Medicare Advantage Innovation in the United States and social obstacles in the United Kingdom are two policy objectives for health insurance providers. They seek to enhance efficiency in the delivery of healthcare. For example, Medicare Advantage specializes in new, creative initiatives that improve care delivery, reduce costs, and result in healthier patients (Chattopadhyay, 2018). Additionally, the socioeconomic circumstances in which individuals reside in the United Kingdom significantly affect their health policy. By tackling these essential needs, which include insufficient access to healthy food, a shortage of housing, problematic and inefficient modes of transportation, and constrained career options for good education and decent jobs, the United Kingdom’s government can improve individual and community health.

Current Events

The Affordable Care Act of the U. S. has succeeded in accomplishing most of the goals set out during its development.

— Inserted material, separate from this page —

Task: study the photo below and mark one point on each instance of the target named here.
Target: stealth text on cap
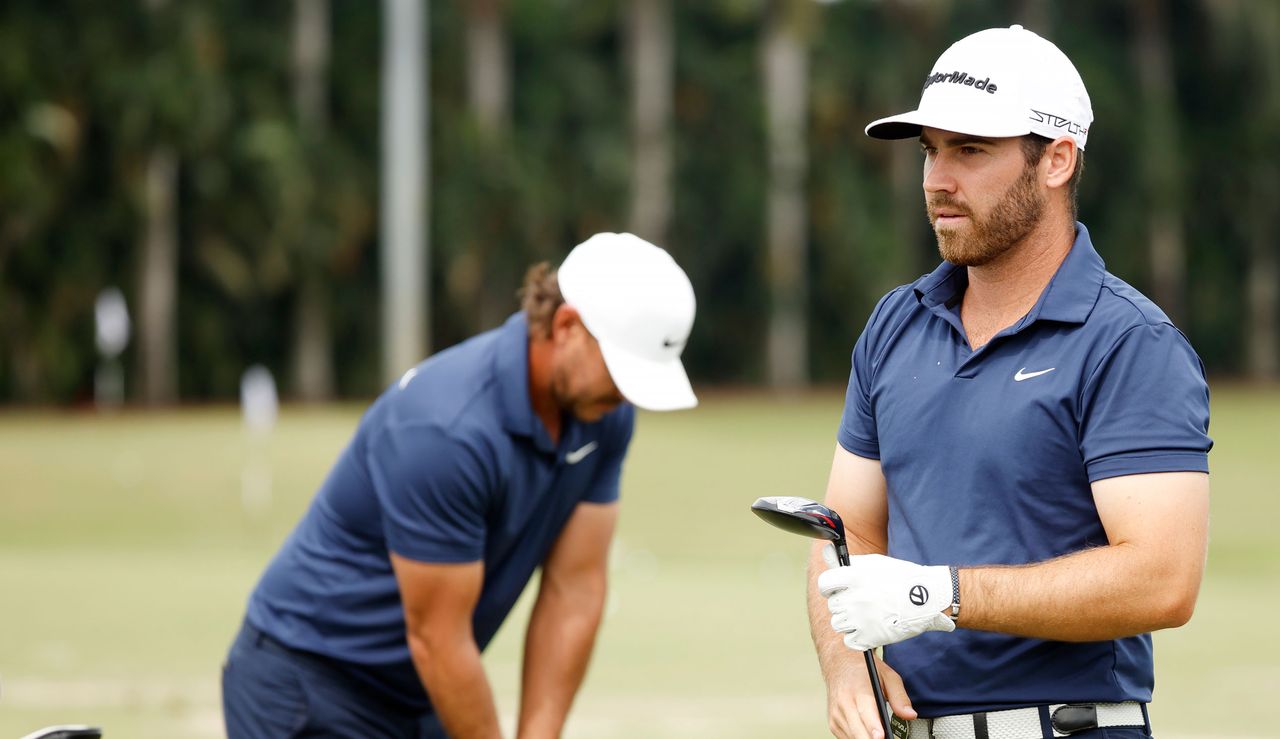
(960, 78)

The program has benefited many residents of the U.S by providing cheap medical health care coverage. Additionally, it included individuals with less than 138 percent of the federal government’s property value, easing the burden on the region’s low-income inhabitants (McIntyre et al., 2020). In the United States, most of these data may be ascribed to the Affordable Care Act legislation.

However, execution of the program remains a challenge since ten million over fifty million U.S people remain uninsured owing to exorbitant rates. As a result, while the program did not completely solve the issue it was designed to solve, it did result in substantial changes in the target demographic in the United States. On the other hand, the United Kingdom’s National Health Service program has succeeded in achieving its stated objective since every person is guaranteed comprehensive and accessible medical treatment (Swampillai et al., 2020). The policy’s sole remaining objective is to raise quality and provide more resources to contend with the private companies in the nation.